简介概要

Relevance-based content extraction of HTML documents

来源期刊：中南大学学报(英文版)2012年第7期

论文作者：吴麒陈兴蜀朱锴王春晖

文章页码：1921 - 1926

Key words：content extraction; DOM; node; relevance; information block

Abstract: Content extraction of HTML pages is the basis of the web page clustering and information retrieval, so it is necessary to eliminate cluttered information and very important to extract content of pages accurately. A novel and accurate solution for extracting content of HTML pages was proposed. First of all, the HTML page is parsed into DOM object and the IDs of all leaf nodes are generated. Secondly, the score of each leaf node is calculated and the score is adjusted according to the relationship with neighbors. Finally, the information blocks are found according to the definition, and a universal classification algorithm is used to identify the content blocks. The experimental results show that the algorithm can extract content effectively and accurately, and the recall rate and precision are 96.5% and 93.8%, respectively.

J. Cent. South Univ. (2012) 19: 1921-1926

DOI: 10.1007/s11771-012-1226-8

Relevance-based content extraction of HTML documents

WU Qi(吴麒), CHEN Xing-shu(陈兴蜀), ZHU Kai(朱锴), WANG Chun-hui(王春晖)

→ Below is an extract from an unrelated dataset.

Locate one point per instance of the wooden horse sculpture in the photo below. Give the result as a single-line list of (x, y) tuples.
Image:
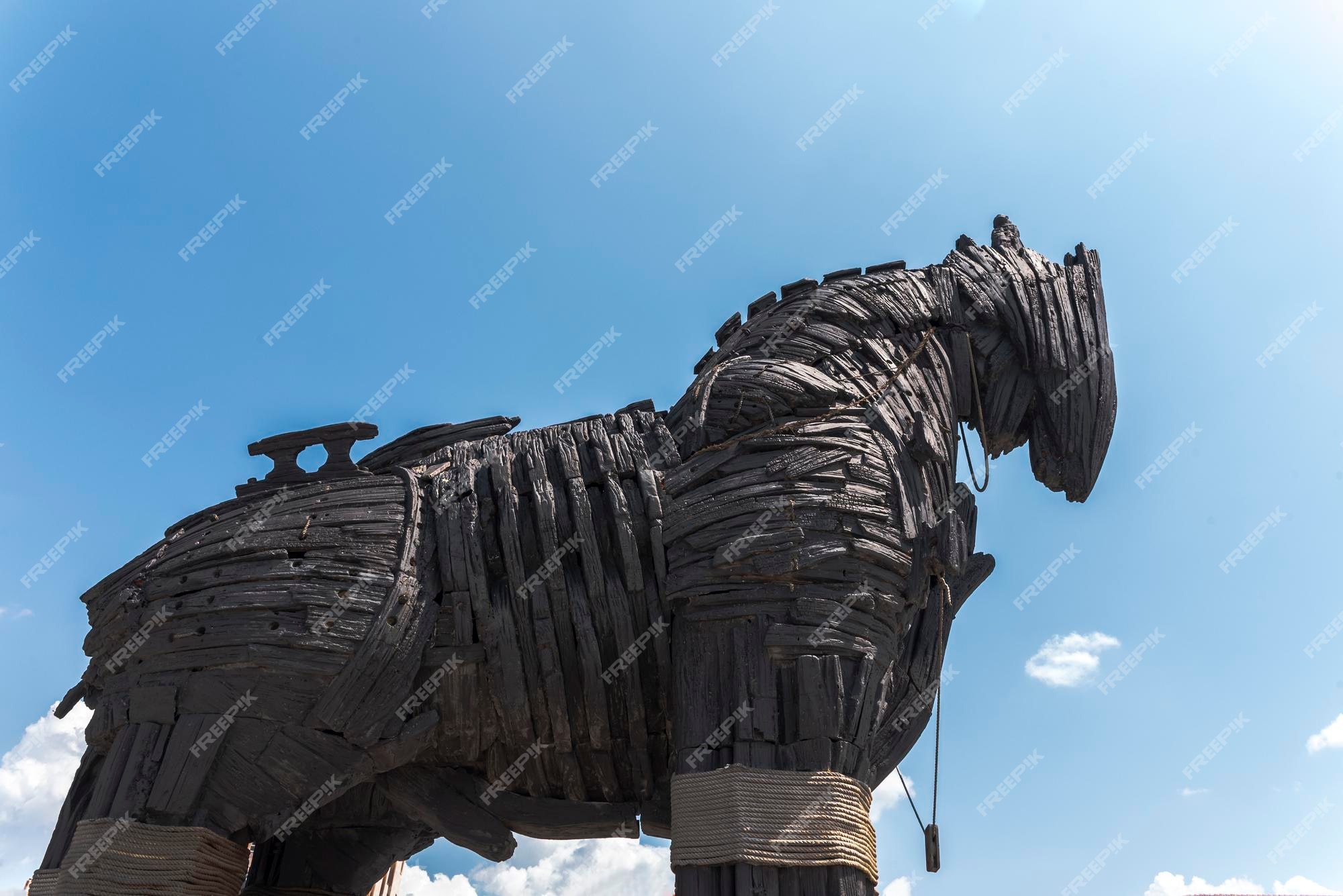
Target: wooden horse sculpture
[(723, 624)]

Network and Trusted Computing Institute, College of Computer Science, Sichuan University, Chengdu 610065, China

? Central South University Press and Springer-Verlag Berlin Heidelberg 2012

Key words: content extraction; DOM; node; relevance; information block

1 Introduction

With the rapid development of the Internet, the amount of information being gathered and stored on the Internet continues to increase. Therefore, it is an important task to discover valuable information. Web pages, as the carrier of the information, are mostly written by HTML language currently. Because the language is semi-structure language and does not have the strict definition similar to XML, it is very difficult to extract content from HTML pages. Moreover, the amount of redundant advertisements is so huge that the contents are hidden in a large amount of unrelated information. Because of the reasons mentioned above, extracting content from the pages accurately and efficiently becomes a particularly challenging job.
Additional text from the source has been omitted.